Thursday, August 21, 2014

Two Idle WNBA Thoughts While the Lynx and Mercury Tune-Up the Band

As the WNBA’s 2014 Post-Season Sprint to its Championship embarks, Abacus will presume to offer a couple of thoughts/observations about the league and sport in general.

[Not to imply that either notion is some sort of elixir, nor that these are my only “notions” on the matter – for example, I’m among the few who view last year’s adoption of the “ten-second” rule not as an “About Time” up-grade, but rather as the removal of an element of the women’s game that made it distinctive, both aesthetically and strategically … like that funky trapezoidal three-second lane they used for international/Olympic ball back-in-the-day. End of digression!]

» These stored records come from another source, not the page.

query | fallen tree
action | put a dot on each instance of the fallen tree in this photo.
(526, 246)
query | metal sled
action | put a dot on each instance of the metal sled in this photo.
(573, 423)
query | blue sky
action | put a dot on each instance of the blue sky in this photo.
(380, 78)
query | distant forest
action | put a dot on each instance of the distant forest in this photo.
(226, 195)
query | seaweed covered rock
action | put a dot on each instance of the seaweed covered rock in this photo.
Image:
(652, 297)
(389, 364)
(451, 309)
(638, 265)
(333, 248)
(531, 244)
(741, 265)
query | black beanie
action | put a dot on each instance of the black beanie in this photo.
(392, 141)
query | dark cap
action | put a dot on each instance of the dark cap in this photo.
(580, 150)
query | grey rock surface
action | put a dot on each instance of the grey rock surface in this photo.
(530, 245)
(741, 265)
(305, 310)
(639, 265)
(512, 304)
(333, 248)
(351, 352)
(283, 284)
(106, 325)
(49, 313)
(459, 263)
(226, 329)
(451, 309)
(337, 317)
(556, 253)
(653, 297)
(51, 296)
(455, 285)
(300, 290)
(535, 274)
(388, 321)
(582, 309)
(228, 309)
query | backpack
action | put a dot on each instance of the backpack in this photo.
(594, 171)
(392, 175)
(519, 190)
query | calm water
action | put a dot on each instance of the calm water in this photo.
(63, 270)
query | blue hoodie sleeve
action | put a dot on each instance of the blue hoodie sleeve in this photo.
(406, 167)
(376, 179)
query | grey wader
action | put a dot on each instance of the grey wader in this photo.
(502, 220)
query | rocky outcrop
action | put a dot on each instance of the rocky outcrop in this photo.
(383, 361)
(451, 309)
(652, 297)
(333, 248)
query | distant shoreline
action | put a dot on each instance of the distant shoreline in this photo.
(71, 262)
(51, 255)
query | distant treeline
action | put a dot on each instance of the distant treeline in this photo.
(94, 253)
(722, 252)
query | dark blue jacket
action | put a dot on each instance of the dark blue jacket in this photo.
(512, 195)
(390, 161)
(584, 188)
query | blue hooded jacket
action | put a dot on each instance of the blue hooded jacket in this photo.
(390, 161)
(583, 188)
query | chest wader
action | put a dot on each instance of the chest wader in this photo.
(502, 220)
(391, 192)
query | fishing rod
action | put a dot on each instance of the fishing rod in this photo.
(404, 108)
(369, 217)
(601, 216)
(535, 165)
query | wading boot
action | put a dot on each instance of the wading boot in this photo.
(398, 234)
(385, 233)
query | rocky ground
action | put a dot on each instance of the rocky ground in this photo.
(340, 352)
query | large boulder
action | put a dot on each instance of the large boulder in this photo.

Creative Convolution the First: The WNBA should outlaw the dunk. Let the players have their fun and entertain the fans during warm-ups. But if a player chooses to attempt to dunk during a game and succeeds, the basket should be dis-allowed.

In reality, such a change in policy would impact one and only one player – similar to the manner in which the imposition of such a rule in men’s college ball about half a century ago was aimed in the direction of a particular player. And doesn’t being “that player” add to the legend and legacy of such an icon?

I expect Brittney Griner to have as much impact on her game as Abdul-Jabber, Chamberlain and Bill Russell had on theirs – have felt that way for some time and for a variety of reasons. Here’s a way to let “talk media” help sell the product by inviting these kinds of comparisons.

Besides, it’ll minimize those “Sports Follies” videos like the widely-circulated “lob” pass from this summer’s otherwise wildly-entertaining All-Star Game.

Creative Convolution the Second: The league needs to stop scheduling teams to play on consecutive nights. Whether due to the un-relenting year-round grind of the lifestyle, whether due to the in-season travel arrangements and accommodations … whatever the cause. Catching a team on the tail end of a back-to-back…can you spell “easy pickin’s”?

During the just-completed 2014 Regular Season, an even 30 of the 204 games matched a team on “tired legs” (i.e. played the day before) against a team on “fresh legs” (i.e. didn’t play the day before). The Fresh Legs prevailed exactly 70 percent of the time (14-for-20 at home, 7-for-10 away).

As a means of comparison, home-court advantage for 2014 checked in at 57.8 percent (118-86), down slightly from 2013’s 60.8 percent. In 2013, Fresh Legs defeated Tired Legs twelve times in 14 opportunities, nearly 85 percent. (Let the record show that an additional ten of the last 408 games involved teams who had both competed the previous day.)

Is not one of the primary rules of marketing, at least the sincere variety, to safeguard the quality of one’s product at all times and above all else? (I hope that’s a rhetorical question.)